Boiler conversion to reduce nitrogen oxide emissions by 85 percent
MEMBERS OF LOCAL 169 (Detroit) have completed the conversion of an 820-megawatt boiler to burn 100 percent low-sulfur, western coal at Consumers Energy’s J.H. Campbell Generating Complex in Port Sheldon, Mich.
During the outage’s peak in January, more than 800 Boilermakers worked on the Campbell Unit 3. In all, 1,400 building trades members, their contractors and support staff, labored on the boiler’s conversion from Sept. 2006 through April 2007, putting in a total of two million man-hours at the Lake Michigan shoreline facility.
The modifications at the plant are expected to result in an 85 percent decline in nitrogen oxide emissions and a 20 percent drop in the sulfur dioxide emission rate.

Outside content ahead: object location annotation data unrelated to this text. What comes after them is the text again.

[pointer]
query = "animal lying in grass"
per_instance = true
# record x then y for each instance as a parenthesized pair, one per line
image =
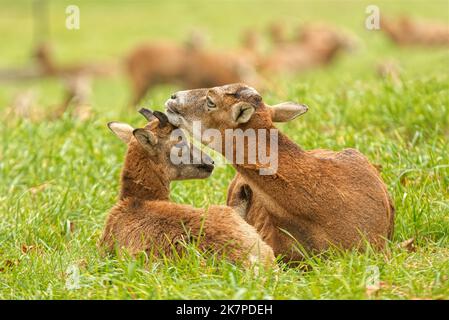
(406, 31)
(144, 219)
(316, 198)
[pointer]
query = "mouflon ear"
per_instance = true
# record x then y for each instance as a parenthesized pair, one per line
(146, 138)
(122, 130)
(148, 114)
(242, 112)
(287, 111)
(163, 120)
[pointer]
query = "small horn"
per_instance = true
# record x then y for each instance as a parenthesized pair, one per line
(162, 118)
(147, 114)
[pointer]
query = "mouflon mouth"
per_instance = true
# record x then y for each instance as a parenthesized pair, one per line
(174, 117)
(170, 105)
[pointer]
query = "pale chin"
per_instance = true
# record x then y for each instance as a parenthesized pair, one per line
(174, 118)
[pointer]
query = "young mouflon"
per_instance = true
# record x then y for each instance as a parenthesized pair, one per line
(144, 219)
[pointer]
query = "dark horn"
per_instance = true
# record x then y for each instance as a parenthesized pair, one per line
(147, 114)
(162, 118)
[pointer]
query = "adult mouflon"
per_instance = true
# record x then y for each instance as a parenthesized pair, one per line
(316, 198)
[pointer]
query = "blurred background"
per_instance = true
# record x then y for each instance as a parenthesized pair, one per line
(254, 35)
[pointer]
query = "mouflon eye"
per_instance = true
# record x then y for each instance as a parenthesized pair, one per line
(210, 103)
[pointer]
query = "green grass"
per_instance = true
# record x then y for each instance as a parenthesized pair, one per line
(59, 179)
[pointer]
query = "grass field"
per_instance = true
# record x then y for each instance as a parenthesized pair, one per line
(58, 179)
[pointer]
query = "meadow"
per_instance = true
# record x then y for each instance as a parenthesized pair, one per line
(59, 178)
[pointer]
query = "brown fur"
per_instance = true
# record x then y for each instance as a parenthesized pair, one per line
(50, 68)
(191, 67)
(145, 220)
(316, 45)
(319, 197)
(406, 31)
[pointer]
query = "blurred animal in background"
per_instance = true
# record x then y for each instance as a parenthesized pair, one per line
(315, 45)
(50, 68)
(189, 65)
(76, 100)
(407, 31)
(277, 34)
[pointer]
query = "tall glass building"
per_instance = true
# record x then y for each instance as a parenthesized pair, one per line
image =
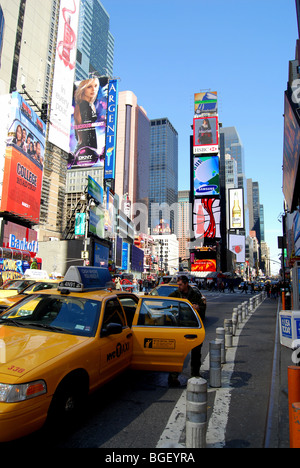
(163, 182)
(95, 43)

The 260-megawatt Unit 1 at the Campbell Plant has already been configured to burn western coal, and the 360-megawatt Unit 2 can burn 40 percent western coal. The installation of future pollution controls on Units 1 and 2 “will be determined by government policies and what makes economic and environmental sense,” said Dennis McKee, a Consumers Energy spokesman.

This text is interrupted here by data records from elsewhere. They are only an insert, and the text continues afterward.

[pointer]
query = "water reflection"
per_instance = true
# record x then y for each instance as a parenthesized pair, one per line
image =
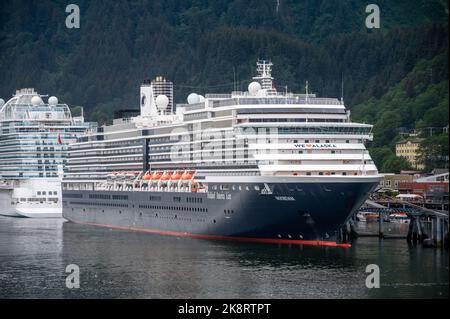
(121, 264)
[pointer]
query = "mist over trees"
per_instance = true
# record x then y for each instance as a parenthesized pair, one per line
(395, 76)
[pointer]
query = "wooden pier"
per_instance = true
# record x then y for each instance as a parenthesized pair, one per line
(427, 227)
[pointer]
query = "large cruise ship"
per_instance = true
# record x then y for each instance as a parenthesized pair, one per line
(259, 166)
(33, 141)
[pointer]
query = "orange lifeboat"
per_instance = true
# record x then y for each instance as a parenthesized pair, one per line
(194, 187)
(176, 176)
(186, 176)
(166, 176)
(147, 177)
(156, 176)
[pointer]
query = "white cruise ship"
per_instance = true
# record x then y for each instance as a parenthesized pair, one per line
(258, 165)
(33, 142)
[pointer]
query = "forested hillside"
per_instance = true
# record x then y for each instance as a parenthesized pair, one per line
(393, 76)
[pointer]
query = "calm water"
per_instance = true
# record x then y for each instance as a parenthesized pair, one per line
(121, 264)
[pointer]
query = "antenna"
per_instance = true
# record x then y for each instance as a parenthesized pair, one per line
(306, 89)
(234, 79)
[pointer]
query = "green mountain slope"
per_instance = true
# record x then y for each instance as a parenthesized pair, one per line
(420, 101)
(393, 76)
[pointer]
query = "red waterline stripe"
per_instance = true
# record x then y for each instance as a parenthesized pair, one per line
(228, 238)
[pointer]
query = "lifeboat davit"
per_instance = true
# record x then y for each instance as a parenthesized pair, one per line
(187, 176)
(156, 176)
(176, 176)
(166, 176)
(147, 177)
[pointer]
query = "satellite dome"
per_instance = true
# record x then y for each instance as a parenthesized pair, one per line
(193, 98)
(162, 101)
(36, 100)
(52, 100)
(254, 87)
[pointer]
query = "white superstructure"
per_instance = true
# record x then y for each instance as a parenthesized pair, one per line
(34, 136)
(259, 132)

According to McKee, the modifications to reduce emissions from Unit 3 are unprecedented in scope for any plant in the utility’s fleet — and for that matter, the rest of the country. “We expect the rest of the industry will emulate the work we’ve done here,” McKee said.
Jim Kaffenberger, a Local 169 Assistant Business Manager, said Consumers Energy was “excellent to work with. They went out of their way to give us everything we needed. They even heated the building, which was a really big plus for us.”
L-169 installs SCR equipment
AS PART OF a three-year, $450 million plan to reduce the plant’s nitrogen oxide emissions, members of Local 169 installed selective catalytic reduction (SCR) equipment to the Campbell Unit 3.
The SCR technology allows a small amount of ammonia to be injected into flue gas leaving the boiler and entering a catalyst. The chemical reaction converts ozone-contributing nitrogen oxide to nitrogen — which makes up about three-fourths of the air in nature — and water vapor.
“This was an extremely large outage,” said Rich Kasper, the project manager who handled the contract labor force for Consumers Energy. “Converting the boiler to burn western coal was the largest project we’ve ever undertaken at this site beyond initial construction of the three power plants.”
The project was led by APCom Power/Alstom Construction. The Unit 3 outage began in the last week of September, and employment for the outage peaked in late January. Work on the boiler and related plant equipment was completed in April, with testing and analysis occurring in May.
Highlights of Boilermaker work on the project include: completion of the new SCR superstructure and supporting equipment; replacement of boiler tubes; replacement of induced draft fans; and installation of a new boiler economizer and re-heat section.
Much planning went into the outage, Kasper said, and when it came time to do the work, “hardhats” usually toiled 24 hours in two shifts.
Overall the project “was a great campaign,” Kasper said. “We did it with tremendous attention to safety, and it was close to being on time. We’ve had a lot of success stories, but we’ve learned lessons, too.”
Dan Malone, site manager at the Campbell Complex, said the quality of work from the trades “is very high — craft workers and the Consumers’ site staff interacted very well together. They were a very easy group to manage, and the work they’ve done has brought about a very high quality, reliable unit.”